Leaving the macro look at the defense to Muschamp will allow Akina to focus on the two things where he has found wild levels of success - the defensive backfield and special teams. He can focus his time on molding the next Michael Griffin on special teams and the next Michael Huff in the defensive backfield.
While both made their way to the NFL via the 1st round of the draft on amazing talent, they both have nothing but great things to say about Akina, and the technical and mental aspects of the game of football that he taught them.
3) John Chiles
I'm not going to pin all the hopes and dreams of every Longhorn fan on the defense because somebody has to put some points on the board. Colt McCoy is going to have a fine season and will get much closer to the numbers he put up as a freshman in 2008.
Blaine Irby is going to do good things at the tight end position. Quan Cosby and Jordan Shipley are known commodities that should have great years.
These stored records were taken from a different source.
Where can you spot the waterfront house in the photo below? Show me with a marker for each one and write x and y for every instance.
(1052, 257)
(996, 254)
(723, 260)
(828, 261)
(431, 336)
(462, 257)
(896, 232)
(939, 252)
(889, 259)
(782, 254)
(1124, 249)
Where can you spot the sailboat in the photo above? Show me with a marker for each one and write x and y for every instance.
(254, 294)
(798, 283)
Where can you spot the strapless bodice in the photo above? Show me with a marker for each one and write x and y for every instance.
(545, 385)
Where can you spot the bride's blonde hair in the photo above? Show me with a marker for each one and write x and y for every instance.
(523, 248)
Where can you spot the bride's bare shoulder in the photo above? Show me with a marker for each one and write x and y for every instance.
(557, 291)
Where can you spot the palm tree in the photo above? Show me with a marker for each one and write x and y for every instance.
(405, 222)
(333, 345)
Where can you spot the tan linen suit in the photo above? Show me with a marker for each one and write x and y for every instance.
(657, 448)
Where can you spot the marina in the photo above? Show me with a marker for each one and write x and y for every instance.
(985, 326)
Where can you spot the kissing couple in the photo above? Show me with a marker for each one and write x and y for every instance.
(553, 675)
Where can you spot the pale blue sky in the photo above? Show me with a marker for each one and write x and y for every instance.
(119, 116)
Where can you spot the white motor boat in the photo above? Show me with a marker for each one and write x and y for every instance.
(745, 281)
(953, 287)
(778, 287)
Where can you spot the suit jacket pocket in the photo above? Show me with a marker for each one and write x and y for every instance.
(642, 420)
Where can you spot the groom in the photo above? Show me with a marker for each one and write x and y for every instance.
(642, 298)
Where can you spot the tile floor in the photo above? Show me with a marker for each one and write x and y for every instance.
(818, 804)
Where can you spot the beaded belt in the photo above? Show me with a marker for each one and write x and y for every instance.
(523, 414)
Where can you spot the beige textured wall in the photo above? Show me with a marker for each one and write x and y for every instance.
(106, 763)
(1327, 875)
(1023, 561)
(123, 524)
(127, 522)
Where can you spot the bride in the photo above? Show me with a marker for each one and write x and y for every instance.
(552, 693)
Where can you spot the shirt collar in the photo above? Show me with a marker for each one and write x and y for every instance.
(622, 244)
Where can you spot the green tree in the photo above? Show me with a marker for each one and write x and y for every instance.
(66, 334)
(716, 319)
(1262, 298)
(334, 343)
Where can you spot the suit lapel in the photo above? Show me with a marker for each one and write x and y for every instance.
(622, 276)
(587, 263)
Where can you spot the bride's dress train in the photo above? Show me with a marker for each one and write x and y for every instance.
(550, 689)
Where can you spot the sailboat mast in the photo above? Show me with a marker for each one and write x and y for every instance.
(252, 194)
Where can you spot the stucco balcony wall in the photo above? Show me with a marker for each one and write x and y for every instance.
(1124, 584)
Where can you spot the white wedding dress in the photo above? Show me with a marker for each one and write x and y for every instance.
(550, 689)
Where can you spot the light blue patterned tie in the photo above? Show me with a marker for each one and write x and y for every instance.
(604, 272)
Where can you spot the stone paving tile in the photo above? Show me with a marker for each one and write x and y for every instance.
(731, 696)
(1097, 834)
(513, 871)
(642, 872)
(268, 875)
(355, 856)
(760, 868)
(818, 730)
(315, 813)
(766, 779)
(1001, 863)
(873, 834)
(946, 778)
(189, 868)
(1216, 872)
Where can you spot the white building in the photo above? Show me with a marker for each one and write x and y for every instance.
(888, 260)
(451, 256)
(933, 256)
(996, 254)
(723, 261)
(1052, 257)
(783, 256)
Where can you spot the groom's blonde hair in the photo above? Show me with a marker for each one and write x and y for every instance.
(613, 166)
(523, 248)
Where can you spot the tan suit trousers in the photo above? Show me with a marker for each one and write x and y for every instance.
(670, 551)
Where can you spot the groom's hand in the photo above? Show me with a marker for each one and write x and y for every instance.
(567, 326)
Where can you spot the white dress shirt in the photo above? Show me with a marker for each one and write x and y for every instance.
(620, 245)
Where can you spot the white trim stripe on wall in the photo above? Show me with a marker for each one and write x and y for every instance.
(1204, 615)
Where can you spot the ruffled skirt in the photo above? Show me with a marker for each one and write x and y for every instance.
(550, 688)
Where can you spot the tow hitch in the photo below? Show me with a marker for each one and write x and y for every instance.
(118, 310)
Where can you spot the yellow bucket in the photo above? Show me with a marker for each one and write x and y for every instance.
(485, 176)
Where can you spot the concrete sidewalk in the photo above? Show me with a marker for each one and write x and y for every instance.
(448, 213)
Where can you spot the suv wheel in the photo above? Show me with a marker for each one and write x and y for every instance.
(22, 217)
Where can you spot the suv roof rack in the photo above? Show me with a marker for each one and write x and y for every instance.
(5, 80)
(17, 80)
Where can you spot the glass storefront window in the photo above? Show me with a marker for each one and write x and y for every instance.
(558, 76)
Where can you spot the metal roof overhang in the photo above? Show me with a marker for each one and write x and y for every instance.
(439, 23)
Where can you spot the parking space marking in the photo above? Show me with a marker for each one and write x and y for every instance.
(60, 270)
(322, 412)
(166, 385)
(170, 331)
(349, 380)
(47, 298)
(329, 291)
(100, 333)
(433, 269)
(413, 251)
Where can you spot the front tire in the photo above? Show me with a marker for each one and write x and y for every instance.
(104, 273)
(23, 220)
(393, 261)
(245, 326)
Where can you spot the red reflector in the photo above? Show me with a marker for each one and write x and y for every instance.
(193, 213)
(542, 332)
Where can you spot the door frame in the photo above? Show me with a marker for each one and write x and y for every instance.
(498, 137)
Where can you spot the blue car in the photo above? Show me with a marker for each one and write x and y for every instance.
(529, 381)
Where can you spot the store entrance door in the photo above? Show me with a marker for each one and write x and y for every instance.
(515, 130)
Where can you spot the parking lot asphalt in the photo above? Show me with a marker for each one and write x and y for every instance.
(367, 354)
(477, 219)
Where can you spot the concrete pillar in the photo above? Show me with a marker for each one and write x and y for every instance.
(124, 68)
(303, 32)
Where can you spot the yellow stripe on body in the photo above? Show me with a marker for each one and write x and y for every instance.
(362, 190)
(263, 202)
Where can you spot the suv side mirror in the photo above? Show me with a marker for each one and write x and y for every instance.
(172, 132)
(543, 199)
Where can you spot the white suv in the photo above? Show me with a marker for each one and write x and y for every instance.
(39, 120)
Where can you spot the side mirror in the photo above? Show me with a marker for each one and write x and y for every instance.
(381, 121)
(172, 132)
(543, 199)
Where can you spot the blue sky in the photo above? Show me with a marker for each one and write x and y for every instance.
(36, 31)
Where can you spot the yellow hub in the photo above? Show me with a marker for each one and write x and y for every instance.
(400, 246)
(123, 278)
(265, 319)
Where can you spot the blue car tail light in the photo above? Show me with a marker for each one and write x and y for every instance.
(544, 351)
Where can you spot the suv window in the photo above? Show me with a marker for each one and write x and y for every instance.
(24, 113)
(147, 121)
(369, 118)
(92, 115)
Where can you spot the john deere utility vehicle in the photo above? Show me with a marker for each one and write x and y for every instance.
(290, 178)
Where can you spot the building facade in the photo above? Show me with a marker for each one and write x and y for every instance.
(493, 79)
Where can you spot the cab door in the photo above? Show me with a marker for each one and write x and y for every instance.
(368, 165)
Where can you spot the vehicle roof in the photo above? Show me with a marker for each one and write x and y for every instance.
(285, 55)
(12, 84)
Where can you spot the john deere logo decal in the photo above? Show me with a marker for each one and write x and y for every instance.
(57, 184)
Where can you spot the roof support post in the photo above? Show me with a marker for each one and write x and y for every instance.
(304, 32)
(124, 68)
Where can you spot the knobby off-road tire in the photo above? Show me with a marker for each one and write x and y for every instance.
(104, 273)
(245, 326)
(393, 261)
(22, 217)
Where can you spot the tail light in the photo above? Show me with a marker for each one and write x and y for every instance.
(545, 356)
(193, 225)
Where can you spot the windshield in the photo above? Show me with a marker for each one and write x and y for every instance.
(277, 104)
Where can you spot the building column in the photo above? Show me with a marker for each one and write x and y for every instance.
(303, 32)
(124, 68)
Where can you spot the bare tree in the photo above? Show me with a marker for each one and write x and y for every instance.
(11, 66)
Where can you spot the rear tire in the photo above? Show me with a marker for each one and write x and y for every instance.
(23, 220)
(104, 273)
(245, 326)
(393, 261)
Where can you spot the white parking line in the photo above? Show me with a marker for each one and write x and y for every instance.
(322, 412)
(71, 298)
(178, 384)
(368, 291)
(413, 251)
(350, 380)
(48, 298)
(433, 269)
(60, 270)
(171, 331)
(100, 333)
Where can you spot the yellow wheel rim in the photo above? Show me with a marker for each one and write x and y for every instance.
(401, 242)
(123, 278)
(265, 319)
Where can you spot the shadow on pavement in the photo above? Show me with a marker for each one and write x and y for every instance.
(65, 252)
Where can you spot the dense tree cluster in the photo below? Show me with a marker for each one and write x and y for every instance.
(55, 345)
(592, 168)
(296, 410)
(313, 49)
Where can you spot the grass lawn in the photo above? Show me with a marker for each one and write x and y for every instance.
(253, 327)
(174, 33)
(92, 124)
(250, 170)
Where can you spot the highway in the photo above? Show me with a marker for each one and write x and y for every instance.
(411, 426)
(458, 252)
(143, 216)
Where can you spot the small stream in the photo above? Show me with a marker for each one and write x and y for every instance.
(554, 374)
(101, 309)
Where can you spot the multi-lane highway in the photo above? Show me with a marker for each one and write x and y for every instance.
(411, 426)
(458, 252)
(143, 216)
Vondrell McGee and Foswhitt Whittaker will form a strong tandem at running back.
The cog in the machine that might make the whole thing go will be the versatility of the backup quarterback. Even though Chiles is clearly a quarterback and carries himself in that manner, I will liken his playmaking ability and ability to baffle a defense to the skill set and ability of former Longhorn Ramonce Taylor. Taylor was a guy that made play after play in the 2005 national championship season and every team that lined up against the Longhorns had to account for his whereabouts and his ability.
Expect to see Chiles play the quarterback position in a role different than in 2007 when he was part of a an all-freshman unit. Expect Chiles and McCoy to be on the field at the same time.
McCoy is the man at quarterback but expect Chiles to be "The Man B".